6 Responses to “It ain’t what it used to be”

  1. Paul Crist Says:

    Thank you Lee for getting that stupid jingle stuck in my head!!!!!!!!!!!!!!

  2. Uncle Rich Says:

    Ahh, memories. I lived in Maple Shade and could walk to both the Pennsauken Mart (comic books at 6 for a quarter) and the Cherry Hill Mall (with a real bookstore). Later I worked in the Mart (at the place that sold those comics, natch). Went to the Latin Casino and saw Milton Berle, Manhattan Transfer, and Don Rickles (who had an off night because no one heckled him). My Mom still lives in the house in Maple Shade and it’s fun to visit the area, despite the absence of several former landmarks.

  3. Joe Says:

    I received my Pilots License from the Federal Aviation Administration on April 14, 1977 – as Garden State Race Track was filling my sky with smoke while the examiner was seeing whether I could fly. I’ve never been big on omens though.

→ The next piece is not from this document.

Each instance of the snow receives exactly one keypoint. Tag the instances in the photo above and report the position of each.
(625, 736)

    Uncle Milty! I saw Liberace at the Latin Casino with my parents. Hey Uncle Rich, why didn’t you have a wack at heckling Rickles?!?!?…you would have had no competition.

  4. Joe Says:

    Endearingly odd, am I? Shit, as long as that moniker doesn’t stick to the first paragraph of my obit, I’m okay with it. If it HAS to be in the second graph, then fine, I can accept that too.

  5. Curious Portraits Says:

    I really enjoyed this post, even though I’ve lived in NY for over 20 years I originally hail from S. Jersey.I remember all the things you mentioned, Olga’s Diner, Zipperhead etc. I also have very fond memories of Atlantic City. You might be interested in portrait of Mr. Peanut I am working on, you can see it in progress at my blog: http://curiousportraits.wordpress.com/

  6. pauld Says:

    lived in Moorestown before heading to NC for college— I was doing a spur of the moment search for the Latin Casino. I saw Olga’s, knew what the smoke picture was right away, but had no idea Olga’s closed, I can not tell you how many times we ate there. The about chocked seeing the Penn Mart…so many hours at that place…. memory lane LOL The Pub was missing… The Cresent in Maple Shade (that’s for you Uncle Rich) we did OCity in summer..miss it to this day…. now Atlanta land… thanks for the memories!